Выслушав Изяслава, король поднялся.
— Я должен посовещаться с баронами, — сказал он и поспешил выйти из шатра.
Угорские вельможи потянулись следом за королём. Вместе с ними вышел и Избигнев.
Долго шептался Геза с ближними баронами, снова выслушивал их советы, качал головой. Угорская знать не желала продолжения ратоборства с галичанами, все опасались базилевса Мануила и горячо убеждали короля створить мир.

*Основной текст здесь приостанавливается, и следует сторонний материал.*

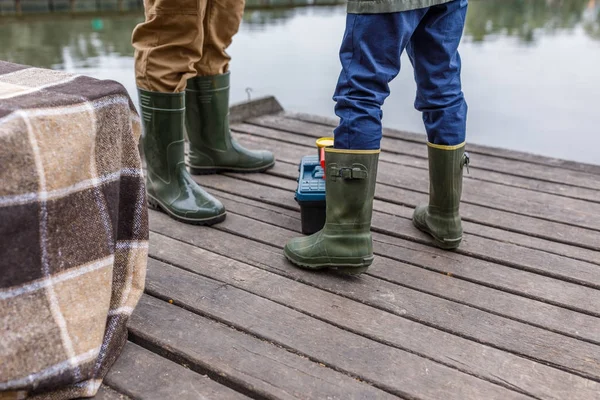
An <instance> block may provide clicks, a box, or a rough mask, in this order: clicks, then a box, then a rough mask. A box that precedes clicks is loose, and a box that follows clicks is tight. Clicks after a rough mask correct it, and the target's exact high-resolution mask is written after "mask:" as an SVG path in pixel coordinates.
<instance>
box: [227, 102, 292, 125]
mask: <svg viewBox="0 0 600 400" xmlns="http://www.w3.org/2000/svg"><path fill="white" fill-rule="evenodd" d="M283 111H284V109H283V107H282V106H281V104H280V103H279V101H277V99H276V98H275V96H265V97H260V98H257V99H256V100H251V101H246V102H242V103H237V104H234V105H232V106H231V107H230V108H229V122H230V123H232V124H234V123H239V122H242V121H245V120H247V119H250V118H256V117H261V116H263V115H267V114H276V113H280V112H283Z"/></svg>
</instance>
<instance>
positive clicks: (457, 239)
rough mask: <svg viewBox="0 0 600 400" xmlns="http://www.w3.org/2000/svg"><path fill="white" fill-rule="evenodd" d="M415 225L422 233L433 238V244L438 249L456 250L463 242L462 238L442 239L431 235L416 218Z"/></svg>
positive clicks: (435, 236) (432, 234)
mask: <svg viewBox="0 0 600 400" xmlns="http://www.w3.org/2000/svg"><path fill="white" fill-rule="evenodd" d="M413 225H414V226H415V228H417V229H418V230H420V231H421V232H425V233H426V234H428V235H429V236H431V237H432V238H433V244H435V246H436V247H439V248H440V249H443V250H456V249H457V248H458V246H460V242H461V241H462V236H461V237H460V238H458V239H440V238H438V237H437V236H435V235H434V234H433V233H431V232H430V231H429V228H428V227H427V226H424V225H421V224H420V223H419V222H417V220H416V219H414V218H413Z"/></svg>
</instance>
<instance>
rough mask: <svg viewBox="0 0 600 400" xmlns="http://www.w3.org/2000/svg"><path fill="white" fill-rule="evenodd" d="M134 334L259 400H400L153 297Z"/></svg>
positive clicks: (138, 342)
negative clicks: (264, 399)
mask: <svg viewBox="0 0 600 400" xmlns="http://www.w3.org/2000/svg"><path fill="white" fill-rule="evenodd" d="M220 286H223V285H220ZM206 294H207V293H206ZM188 295H190V296H194V297H195V298H196V299H197V300H200V301H203V300H204V299H205V298H207V297H206V295H205V293H203V292H202V291H199V290H198V288H191V291H190V292H189V293H188ZM221 295H225V292H221V293H219V296H221ZM169 297H170V295H169ZM129 330H130V335H131V336H132V339H133V341H134V342H136V343H139V344H143V346H144V347H147V348H151V349H152V350H153V351H157V352H161V354H164V355H168V356H169V358H172V359H174V360H176V361H177V362H179V363H185V364H186V365H188V366H189V367H190V368H192V369H194V370H195V371H199V372H201V373H207V374H208V375H209V376H210V377H212V378H214V379H215V380H219V381H222V382H225V381H226V382H227V384H228V386H231V387H234V388H235V389H236V390H238V391H241V392H244V393H246V394H248V395H249V396H250V397H253V398H258V399H274V400H275V399H282V400H286V399H306V398H327V397H328V396H329V397H330V398H333V399H357V400H358V399H369V398H372V399H375V398H376V399H379V398H381V399H392V398H395V397H394V396H392V395H389V394H388V393H386V392H383V391H381V390H378V389H377V388H374V387H372V386H370V385H368V384H365V383H362V382H359V381H357V380H356V379H354V378H353V377H350V376H347V375H344V374H342V373H340V372H337V371H334V370H332V369H330V368H328V367H325V366H321V365H319V364H318V363H316V362H313V361H311V360H309V359H308V358H306V357H302V356H299V355H297V354H294V353H292V352H290V351H287V350H286V349H283V348H282V347H280V346H276V345H274V344H272V343H269V342H267V341H265V340H260V339H258V338H256V337H253V336H250V335H247V334H244V333H242V332H240V331H239V330H236V329H233V328H231V327H228V326H226V325H223V324H221V323H218V322H216V321H214V320H211V319H208V318H205V317H202V316H200V315H197V314H194V313H192V312H189V311H186V310H184V309H182V308H180V307H177V306H176V305H171V304H169V303H167V302H165V301H162V300H159V299H156V298H153V297H150V296H148V295H144V296H142V298H141V300H140V302H139V304H138V306H137V308H136V309H135V311H134V312H133V314H132V317H131V321H130V323H129Z"/></svg>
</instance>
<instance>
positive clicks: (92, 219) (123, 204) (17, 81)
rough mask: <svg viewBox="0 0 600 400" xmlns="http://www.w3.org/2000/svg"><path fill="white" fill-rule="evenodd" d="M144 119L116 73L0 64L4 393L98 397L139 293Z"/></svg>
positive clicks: (143, 273) (2, 279) (0, 344)
mask: <svg viewBox="0 0 600 400" xmlns="http://www.w3.org/2000/svg"><path fill="white" fill-rule="evenodd" d="M140 132H141V125H140V120H139V117H138V115H137V113H136V111H135V108H134V107H133V105H132V103H131V100H130V98H129V96H128V95H127V92H126V91H125V89H124V88H123V87H122V86H121V85H120V84H118V83H116V82H112V81H98V80H95V79H91V78H88V77H84V76H79V75H74V74H67V73H63V72H57V71H51V70H45V69H38V68H31V67H26V66H22V65H15V64H10V63H5V62H0V399H8V398H15V399H20V398H29V397H33V398H45V399H71V398H76V397H89V396H93V395H94V394H95V393H96V391H97V390H98V388H99V386H100V383H101V382H102V378H103V377H104V375H105V374H106V372H107V370H108V368H110V366H111V365H112V363H113V362H114V361H115V359H116V358H117V357H118V355H119V353H120V351H121V348H122V346H123V345H124V343H125V341H126V339H127V328H126V324H127V320H128V318H129V316H130V315H131V313H132V311H133V309H134V307H135V306H136V305H137V302H138V300H139V298H140V296H141V294H142V291H143V286H144V280H145V273H146V257H147V254H148V216H147V208H146V193H145V187H144V181H143V171H142V167H141V162H140V156H139V153H138V150H137V144H138V140H139V137H140Z"/></svg>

Наконец, Геза вернулся в княжеский шатёр.
— Не могу погубить просящего милости и кающегося в винах своих не простить. Крест этот, — король принял из рук церковного служки небольшой серебряный латинский крест-крыж, — сам Бог прислал пращуру моему, святому королю Стефану. И кто, его целовав, клятву преступит, того Бог накажет страшною карою. Крест этот отнесут сегодня ко Владимирке. И если, поклявшись, нарушит князь галицкий обещания свои, то тогда, брат Изяслав, либо Владимирку быть в стране мадьяр государем, либо мне — в Галичине князем.
Так как Изяслав в ответ угрюмо молчал, король обратился к бледному от волнения Избигневу:
— Именем государя своего проси у брата моего, князя великого Изяслава, прощения за прежние ковы, за обман и предательство.
— О том повеления не имею! — коротко и твёрдо ответил Избигнев.
По рядам киевских бояр прокатился ропот недовольства. Мстислав, не выдержав, с лязгом приздынул из ножен меч. Отец молча удержал его за руку.
Король Геза постарался погасить назревающие страсти.
— Поезжай, посол, к своему князю. Пусть пришлёт к нам лучших своих мужей, пусть принесёт извинения за обиды. А ты, архиепископ, — обратился он к Кукнишу, — доставишь князю галицкому крест. На том слово моё крепко.